Several methods were developed to mine gene–gene relationships from expression data. Examples include correlation and mutual information methods for coexpression analysis, clustering and undirected graphical models for functional assignments, and directed graphical models for pathway reconstruction. Using an encoding for gene expression data, followed by deep neural networks analysis, we present a framework that can successfully address all of these diverse tasks. We show that our method, convolutional neural network for coexpression (CNNC), improves upon prior methods in tasks ranging from predicting transcription factor targets to identifying disease-related genes to causality inference. CNNC’s encoding provides insights about some of the decisions it makes and their biological basis. CNNC is flexible and can easily be extended to integrate additional types of genomics data, leading to further improvements in its performance.

Several computational methods have been developed to infer relationships between genes based on gene expression data. These range from methods for inferring coexpression relationships between pairs of genes (1) to methods for inferring a biological or disease process for a gene based on other genes [either using clustering or guilt by association (2)] to causality inferences (3, 4) and pathway reconstruction methods (5). To date, each of these tasks was handled by a different computational framework. For example, gene coexpression analysis is usually performed using Pearson correlation (PC) or mutual information (MI) (6). Functional assignment of genes is often performed using clustering (7) or undirected graphical models including Markov random fields (8), while pathway reconstruction is often based on directed probabilistic graphical models (4). These methods also serve as an initial step in some of the most widely used tools for the analysis of genomics data including network inference and reconstruction approaches (3, 9, 10), methods for classification based on genes expression (11) and many more.

While successful and widely used, these methods also suffer from serious drawbacks. First, most of these methods are unsupervised. Given the large number of genes that are profiled, and the often relatively small (at least in comparison) number of samples, several genes that are determined to be coexpressed or cofunctional may only reflect chance or noise in the data (12). In addition, most of the widely used methods are symmetric, which means that each pair has only one relationship value. While this is advantageous for some applications (e.g., clustering), it may be problematic for methods that aim at inferring causality (e.g., network reconstruction tasks).
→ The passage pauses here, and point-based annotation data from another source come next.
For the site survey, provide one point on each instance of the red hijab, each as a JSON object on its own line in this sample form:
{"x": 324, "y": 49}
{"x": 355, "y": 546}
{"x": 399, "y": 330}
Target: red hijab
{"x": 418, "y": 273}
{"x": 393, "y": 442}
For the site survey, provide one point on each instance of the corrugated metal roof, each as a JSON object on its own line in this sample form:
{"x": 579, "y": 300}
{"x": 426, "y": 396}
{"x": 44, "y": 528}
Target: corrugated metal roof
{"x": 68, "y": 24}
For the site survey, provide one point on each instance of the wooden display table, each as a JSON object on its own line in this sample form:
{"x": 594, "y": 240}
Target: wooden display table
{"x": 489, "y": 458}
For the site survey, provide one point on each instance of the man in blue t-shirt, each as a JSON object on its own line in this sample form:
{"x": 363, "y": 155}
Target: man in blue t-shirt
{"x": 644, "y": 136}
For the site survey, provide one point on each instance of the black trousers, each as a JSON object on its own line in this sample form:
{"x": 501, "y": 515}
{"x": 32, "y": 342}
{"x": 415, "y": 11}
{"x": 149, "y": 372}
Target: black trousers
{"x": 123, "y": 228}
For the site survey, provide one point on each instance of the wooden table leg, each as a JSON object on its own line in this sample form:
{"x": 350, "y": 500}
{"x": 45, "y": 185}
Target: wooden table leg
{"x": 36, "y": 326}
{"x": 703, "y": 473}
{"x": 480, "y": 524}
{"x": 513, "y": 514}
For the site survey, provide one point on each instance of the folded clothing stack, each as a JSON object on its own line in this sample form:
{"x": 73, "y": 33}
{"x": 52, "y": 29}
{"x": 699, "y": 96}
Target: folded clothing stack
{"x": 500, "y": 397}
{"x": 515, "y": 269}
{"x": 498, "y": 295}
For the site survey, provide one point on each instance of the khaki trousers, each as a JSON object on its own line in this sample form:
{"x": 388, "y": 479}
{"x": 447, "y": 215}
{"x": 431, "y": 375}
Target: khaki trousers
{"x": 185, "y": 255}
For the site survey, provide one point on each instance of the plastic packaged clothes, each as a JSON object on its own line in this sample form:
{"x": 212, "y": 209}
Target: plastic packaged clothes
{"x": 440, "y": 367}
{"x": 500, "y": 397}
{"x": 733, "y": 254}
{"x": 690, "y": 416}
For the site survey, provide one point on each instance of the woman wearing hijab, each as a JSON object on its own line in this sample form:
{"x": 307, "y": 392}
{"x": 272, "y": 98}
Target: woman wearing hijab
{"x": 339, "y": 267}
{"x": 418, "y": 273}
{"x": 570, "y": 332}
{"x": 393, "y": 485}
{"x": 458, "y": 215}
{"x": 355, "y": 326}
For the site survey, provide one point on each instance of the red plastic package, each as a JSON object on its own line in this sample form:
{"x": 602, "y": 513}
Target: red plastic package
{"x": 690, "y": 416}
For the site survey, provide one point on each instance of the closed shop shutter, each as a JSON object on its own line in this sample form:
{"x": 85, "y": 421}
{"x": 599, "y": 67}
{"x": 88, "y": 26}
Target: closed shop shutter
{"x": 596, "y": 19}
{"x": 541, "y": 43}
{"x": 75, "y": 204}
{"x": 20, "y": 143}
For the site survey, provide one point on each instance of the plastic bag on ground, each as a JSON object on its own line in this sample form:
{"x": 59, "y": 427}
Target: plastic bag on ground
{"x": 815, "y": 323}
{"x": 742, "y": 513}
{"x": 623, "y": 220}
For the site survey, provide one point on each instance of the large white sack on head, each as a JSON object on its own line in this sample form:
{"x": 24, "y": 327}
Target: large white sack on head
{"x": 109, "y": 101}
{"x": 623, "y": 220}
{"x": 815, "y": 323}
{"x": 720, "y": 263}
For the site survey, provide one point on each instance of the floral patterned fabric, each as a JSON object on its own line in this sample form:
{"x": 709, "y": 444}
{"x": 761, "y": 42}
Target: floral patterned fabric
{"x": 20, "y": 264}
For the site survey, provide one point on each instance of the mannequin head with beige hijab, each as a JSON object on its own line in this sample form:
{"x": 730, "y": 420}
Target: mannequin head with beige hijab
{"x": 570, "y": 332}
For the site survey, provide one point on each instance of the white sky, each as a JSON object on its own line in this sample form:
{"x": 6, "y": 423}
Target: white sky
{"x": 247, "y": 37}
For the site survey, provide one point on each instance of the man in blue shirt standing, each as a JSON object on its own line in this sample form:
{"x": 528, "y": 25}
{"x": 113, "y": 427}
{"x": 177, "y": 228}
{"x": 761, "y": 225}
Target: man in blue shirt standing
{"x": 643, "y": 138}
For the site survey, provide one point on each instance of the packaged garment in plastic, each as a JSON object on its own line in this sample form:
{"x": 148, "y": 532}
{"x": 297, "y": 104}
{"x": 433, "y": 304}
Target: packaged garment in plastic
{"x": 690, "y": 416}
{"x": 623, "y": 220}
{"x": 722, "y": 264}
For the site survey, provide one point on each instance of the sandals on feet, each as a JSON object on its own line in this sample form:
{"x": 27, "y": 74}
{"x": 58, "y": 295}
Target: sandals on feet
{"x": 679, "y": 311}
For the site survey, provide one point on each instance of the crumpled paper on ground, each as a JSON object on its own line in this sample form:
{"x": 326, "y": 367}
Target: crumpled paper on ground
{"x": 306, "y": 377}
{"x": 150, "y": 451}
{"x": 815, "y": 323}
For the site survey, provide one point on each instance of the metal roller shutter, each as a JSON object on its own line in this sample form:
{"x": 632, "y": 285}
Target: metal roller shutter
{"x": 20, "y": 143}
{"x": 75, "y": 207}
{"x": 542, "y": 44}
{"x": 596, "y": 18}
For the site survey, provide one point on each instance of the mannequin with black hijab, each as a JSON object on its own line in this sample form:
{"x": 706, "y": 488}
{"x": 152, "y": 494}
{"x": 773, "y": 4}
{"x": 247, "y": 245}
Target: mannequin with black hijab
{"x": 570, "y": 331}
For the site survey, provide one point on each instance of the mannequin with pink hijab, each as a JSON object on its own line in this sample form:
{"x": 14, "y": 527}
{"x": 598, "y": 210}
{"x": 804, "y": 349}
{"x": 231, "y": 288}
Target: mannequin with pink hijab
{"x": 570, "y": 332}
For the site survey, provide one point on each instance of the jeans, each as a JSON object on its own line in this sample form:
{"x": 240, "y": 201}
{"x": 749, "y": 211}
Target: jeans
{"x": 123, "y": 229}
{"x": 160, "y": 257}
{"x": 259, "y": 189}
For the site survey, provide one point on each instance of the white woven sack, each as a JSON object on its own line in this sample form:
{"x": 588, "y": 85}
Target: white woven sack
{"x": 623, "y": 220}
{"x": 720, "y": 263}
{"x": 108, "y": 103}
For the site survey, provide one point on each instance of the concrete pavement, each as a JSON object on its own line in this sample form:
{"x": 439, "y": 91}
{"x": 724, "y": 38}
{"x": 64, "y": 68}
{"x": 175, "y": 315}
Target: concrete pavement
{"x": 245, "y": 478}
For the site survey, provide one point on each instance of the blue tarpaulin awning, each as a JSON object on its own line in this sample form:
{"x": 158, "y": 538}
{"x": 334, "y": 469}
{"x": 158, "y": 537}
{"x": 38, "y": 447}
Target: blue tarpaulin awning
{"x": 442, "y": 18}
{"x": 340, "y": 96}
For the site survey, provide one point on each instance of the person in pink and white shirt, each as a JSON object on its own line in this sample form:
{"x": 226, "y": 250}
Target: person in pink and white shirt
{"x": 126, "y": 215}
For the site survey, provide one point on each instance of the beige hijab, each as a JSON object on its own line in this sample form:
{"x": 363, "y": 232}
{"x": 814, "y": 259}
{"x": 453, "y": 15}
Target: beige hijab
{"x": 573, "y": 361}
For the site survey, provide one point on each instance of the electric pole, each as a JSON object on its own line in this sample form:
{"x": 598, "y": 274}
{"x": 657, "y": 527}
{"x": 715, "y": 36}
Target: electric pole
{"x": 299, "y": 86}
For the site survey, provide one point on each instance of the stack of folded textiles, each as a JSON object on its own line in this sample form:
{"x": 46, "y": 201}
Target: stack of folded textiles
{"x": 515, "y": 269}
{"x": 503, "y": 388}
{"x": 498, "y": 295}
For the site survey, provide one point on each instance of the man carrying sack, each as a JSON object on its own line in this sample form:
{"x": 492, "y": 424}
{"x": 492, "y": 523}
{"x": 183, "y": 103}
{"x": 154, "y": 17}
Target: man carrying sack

To address these issues, we developed a method, convolutional neural network for coexpression (CNNC), which provides a supervised way (that can be tailored to the condition/question of interest) to perform gene relationship inference. CNNC utilizes a representation of the input data specifically suitable for deep learning. It represents each pair of genes as an image (histogram) and uses convolutional neural networks (CNNs) to infer relationships between different expression levels encoded in the image. The network is trained with positive and negative examples for the specific domain of interest (e.g., known targets of a transcription factor [TF], known pathways for a specific biological process, known disease genes, etc.), and the output can be either binary or multinomial.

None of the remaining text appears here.